Потом мы долго шутили по этому поводу. И даже от кого-то сочинитель скетчей Задорнов об этом услышал и стал рассказывать. Егор однажды спросил меня, зачем я рассказал эту историю Задорнову, жившему с ним тогда в одном доме на Осенней улице. Я удивился и сказал, что с Задорновым не знаком, а просто байка пошла жить своей жизнью».
…Но, может, за эту искренность его и любили?
Впрочем, его много потом упрекали как раз за то, что говорил мало, не объяснял людям «положение дел».
И вот как отвечал на этот упрек Гайдар:
«…Что, собственно, в конце 1991-го – начале 1992 года мы должны были ясно и просто объяснять людям? Что мы летим на самолете с одним крылом? Что нет никаких гарантий того, что приземлимся? Что невозможно прогнозировать уровень инфляции, потому что мы не обладаем контролем над всей рублевой зоной, что все наши усилия завтра могут быть перечеркнуты неожиданными действиями правительств Казахстана или Украины? Что мы сознательно закрываем на все это глаза, идем по пути жесточайшей сдержанности в собственной бюджетной политике, потому что другого выхода нет, – лишь то, что делаем, дает хоть какие-то шансы вывести страну из пике? Думаю, если бы все это было ясно и просто сказано в декабре 1991-го – январе 1992-го, ничто не спасло бы нас от гиперинфляции и хозяйственного хаоса.
Вообще, невозможность сказать всю правду людям о положении страны, о том, что делаешь, – это, к сожалению, приходит вместе с реальной властью. Именно здесь хорошо понимаешь точность кантовского принципа: “Все, что ты говоришь, – должно быть правдой, но отсюда не следует, что надо говорить всю правду”».
Говорить неправду – он тоже не мог.
Однако вот это «честное молчание» Гайдара и было тем фактором, которое тоже привлекало к нему людей. Ну хотя бы вот этот зафиксированный на избирательных участках миллион сто тысяч москвичей в декабре 1993 года.

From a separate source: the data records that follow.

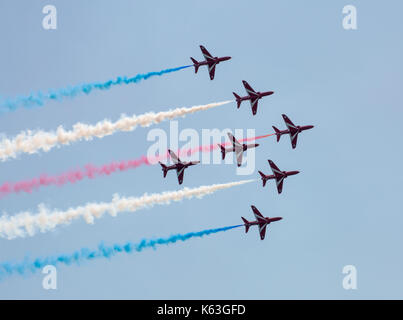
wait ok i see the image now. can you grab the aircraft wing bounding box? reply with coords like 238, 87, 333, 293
242, 80, 258, 96
168, 149, 181, 164
289, 131, 298, 149
227, 132, 242, 148
258, 223, 268, 240
250, 98, 259, 115
282, 114, 297, 131
208, 62, 217, 80
235, 149, 243, 167
176, 166, 185, 185
282, 115, 299, 148
268, 160, 283, 177
251, 206, 266, 223
200, 45, 214, 61
275, 176, 284, 194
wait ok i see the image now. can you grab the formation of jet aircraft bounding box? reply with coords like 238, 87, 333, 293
157, 45, 314, 241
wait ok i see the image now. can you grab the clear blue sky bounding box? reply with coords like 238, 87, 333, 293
0, 0, 402, 299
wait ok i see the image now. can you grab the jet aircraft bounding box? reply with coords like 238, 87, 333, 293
241, 205, 282, 240
218, 132, 259, 167
272, 114, 314, 149
190, 45, 231, 80
258, 160, 299, 194
159, 150, 200, 185
233, 80, 274, 115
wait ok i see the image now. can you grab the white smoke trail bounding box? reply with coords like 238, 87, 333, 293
0, 179, 254, 240
0, 100, 233, 161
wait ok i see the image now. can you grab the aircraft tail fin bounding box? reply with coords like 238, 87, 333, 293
272, 126, 281, 142
190, 57, 199, 73
241, 217, 250, 233
258, 171, 267, 187
159, 162, 168, 178
218, 144, 226, 160
232, 92, 242, 108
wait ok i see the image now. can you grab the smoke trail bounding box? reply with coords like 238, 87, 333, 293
0, 224, 242, 280
0, 156, 150, 198
0, 179, 254, 239
0, 66, 191, 113
0, 134, 274, 198
0, 100, 233, 162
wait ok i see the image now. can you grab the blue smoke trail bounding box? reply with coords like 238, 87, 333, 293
0, 224, 241, 280
0, 65, 191, 113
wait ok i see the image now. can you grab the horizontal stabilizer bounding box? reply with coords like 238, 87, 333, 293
159, 162, 168, 178
232, 92, 242, 109
272, 126, 281, 142
258, 171, 267, 187
218, 144, 226, 160
190, 57, 199, 73
241, 217, 249, 233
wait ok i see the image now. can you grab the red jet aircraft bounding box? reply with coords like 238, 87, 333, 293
258, 160, 299, 194
241, 206, 282, 240
273, 114, 314, 149
233, 80, 274, 115
190, 45, 231, 80
218, 132, 259, 167
159, 150, 200, 185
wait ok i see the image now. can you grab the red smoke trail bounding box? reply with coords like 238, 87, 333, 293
0, 133, 275, 198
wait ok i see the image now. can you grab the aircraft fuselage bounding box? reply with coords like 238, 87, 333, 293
261, 170, 299, 181
238, 90, 274, 102
245, 216, 283, 227
164, 162, 196, 172
223, 143, 258, 154
283, 170, 300, 177
277, 125, 314, 136
197, 56, 231, 66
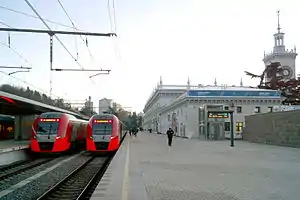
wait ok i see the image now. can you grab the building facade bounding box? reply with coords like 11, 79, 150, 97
143, 83, 283, 139
85, 96, 93, 111
98, 98, 113, 114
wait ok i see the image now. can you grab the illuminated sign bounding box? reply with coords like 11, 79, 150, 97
40, 118, 60, 122
208, 112, 229, 118
94, 119, 112, 123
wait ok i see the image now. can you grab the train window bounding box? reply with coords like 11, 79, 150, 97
37, 120, 59, 135
92, 123, 112, 135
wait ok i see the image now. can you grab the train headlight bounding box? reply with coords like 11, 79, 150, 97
90, 136, 94, 140
55, 136, 61, 140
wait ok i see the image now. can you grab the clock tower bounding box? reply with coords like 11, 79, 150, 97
263, 10, 297, 83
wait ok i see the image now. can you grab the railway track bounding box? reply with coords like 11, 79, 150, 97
37, 156, 111, 200
0, 158, 54, 181
0, 159, 32, 172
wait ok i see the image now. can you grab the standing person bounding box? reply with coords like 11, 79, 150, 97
166, 128, 174, 146
129, 129, 132, 136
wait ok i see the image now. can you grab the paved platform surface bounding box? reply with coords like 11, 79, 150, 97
0, 140, 30, 153
91, 132, 300, 200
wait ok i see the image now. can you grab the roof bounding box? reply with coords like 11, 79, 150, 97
0, 91, 89, 120
193, 86, 276, 91
144, 84, 282, 111
187, 89, 281, 97
158, 85, 281, 97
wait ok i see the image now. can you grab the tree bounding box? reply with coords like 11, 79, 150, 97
79, 98, 97, 116
126, 112, 138, 131
107, 106, 118, 116
245, 62, 300, 105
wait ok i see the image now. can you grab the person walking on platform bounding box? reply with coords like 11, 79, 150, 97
133, 127, 137, 137
166, 128, 174, 146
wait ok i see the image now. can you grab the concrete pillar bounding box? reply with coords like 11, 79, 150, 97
14, 116, 21, 140
14, 115, 38, 140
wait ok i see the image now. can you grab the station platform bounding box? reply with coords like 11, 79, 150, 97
0, 140, 30, 167
0, 140, 30, 154
91, 132, 300, 200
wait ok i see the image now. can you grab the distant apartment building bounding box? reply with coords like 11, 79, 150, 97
98, 98, 113, 114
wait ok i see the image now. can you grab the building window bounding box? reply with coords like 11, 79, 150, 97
254, 106, 260, 113
225, 122, 231, 131
167, 114, 170, 121
268, 107, 273, 112
236, 106, 242, 113
236, 122, 243, 133
224, 106, 229, 110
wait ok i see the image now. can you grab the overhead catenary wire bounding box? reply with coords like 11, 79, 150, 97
55, 0, 95, 64
0, 5, 83, 31
24, 0, 83, 69
0, 70, 63, 100
0, 21, 12, 48
0, 41, 34, 69
1, 2, 113, 102
107, 0, 114, 33
112, 0, 117, 33
0, 40, 66, 99
0, 21, 12, 28
107, 0, 122, 67
0, 4, 96, 64
23, 0, 98, 90
0, 4, 114, 106
55, 0, 98, 86
56, 0, 79, 61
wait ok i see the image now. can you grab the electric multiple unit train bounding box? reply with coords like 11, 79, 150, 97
31, 112, 88, 153
86, 114, 126, 152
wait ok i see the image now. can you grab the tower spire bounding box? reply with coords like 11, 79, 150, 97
159, 76, 162, 86
240, 78, 243, 87
277, 10, 281, 33
214, 78, 217, 86
187, 76, 191, 90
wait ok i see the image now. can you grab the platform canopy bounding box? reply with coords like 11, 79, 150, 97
0, 91, 89, 120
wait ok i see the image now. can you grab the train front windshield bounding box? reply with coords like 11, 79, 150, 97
36, 119, 60, 135
92, 119, 112, 135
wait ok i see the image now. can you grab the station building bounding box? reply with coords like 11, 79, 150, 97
143, 79, 283, 139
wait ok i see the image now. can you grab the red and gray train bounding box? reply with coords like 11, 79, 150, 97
31, 112, 126, 153
86, 114, 126, 152
31, 112, 88, 153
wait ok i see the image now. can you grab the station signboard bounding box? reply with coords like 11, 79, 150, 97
208, 112, 229, 119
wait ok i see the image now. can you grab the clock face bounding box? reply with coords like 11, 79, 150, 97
281, 66, 293, 79
283, 69, 290, 76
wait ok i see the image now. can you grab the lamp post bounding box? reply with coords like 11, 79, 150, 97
229, 102, 235, 147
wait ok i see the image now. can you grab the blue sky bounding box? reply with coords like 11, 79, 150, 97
0, 0, 299, 112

Так все-таки что же получилось тогда из гайдаровских реформ? Послушаем для начала интервью Евгения Ясина, одного из главных российских реформаторов:
«Было твердое понимание того, что плановая экономика – чушь собачья. Она не выдержала испытания временем, и нужно двигаться в сторону свободного рынка. А у свободного рынка есть несколько институтов, без которых он не работает. …Свободные цены немедленно давали возможность согласования спроса и предложения. И дефицит пропадал. Не надо было делить и распределять. Далее – финансовая стабилизация. Потому что если вы не принимаете мер по ограничению денежной массы, она будет расти бесконечно. Значит, нужно проявить жесткость. По этому поводу в команде реформаторов был консенсус. Хотя понятно, что это было тяжело. Первые три-четыре месяца выдерживали линию, а потом на нас был накат, пришлось уступить. Потом Геращенко стал председателем Центрального банка – Гайдар рассчитывал на его опыт, но тот оказался советским банкиром. Продолжающаяся инфляция – в основном его вина. Потому что когда он начал выдавать кредиты и производить взаимозачеты – это был август 1992 года – тогда и начался главный рост цен. Но все равно я бы не стал предъявлять ему серьезные претензии. В августе 1993-го он совершил исключительно важный шаг – сделал русский рубль… (обмен советских рублей на новые, российские. –
… Я полагал, что основная группа реформ уже осуществлена и что дальше эти импульсы могут работать сами, если дать им развернуться… У меня действительно было такое ощущение, что еще какие-то реформы в тех условиях все равно трудно будет реализовать. Добиваться совершенства в переходный период бесполезно. Это историческая эпоха. Я и сейчас так считаю: останься Гайдар на посту председателя правительства еще, допустим, три года, все равно основное дело он уже сделал».
Помните метафору Гайдара: «осталось тело, и оно перестало функционировать, нет даже конвульсий…»? Сказано об административной советской системе, но вполне применимо и к экономике. Так вот, по мысли Ясина, освобождением цен Гайдар оживил это мертвое тело, несмотря на все страшнейшие издержки. Живые, настоящие рыночные деньги, как новая кровь, понеслись по сосудам – и заставили тело после некоторых судорог все-таки встрепенуться. Конечно, для этого потребовались миллионы новых экономических агентов – тех самых «челноков», спекулянтов, первых собственников чего-нибудь, хоть ларька, хоть банка, хоть бензоколонки.
Через несколько лет мучений и конвульсий российская экономика, возросшая на этих новых дрожжах, пошла в рост, и сегодня ВВП России превышает советский.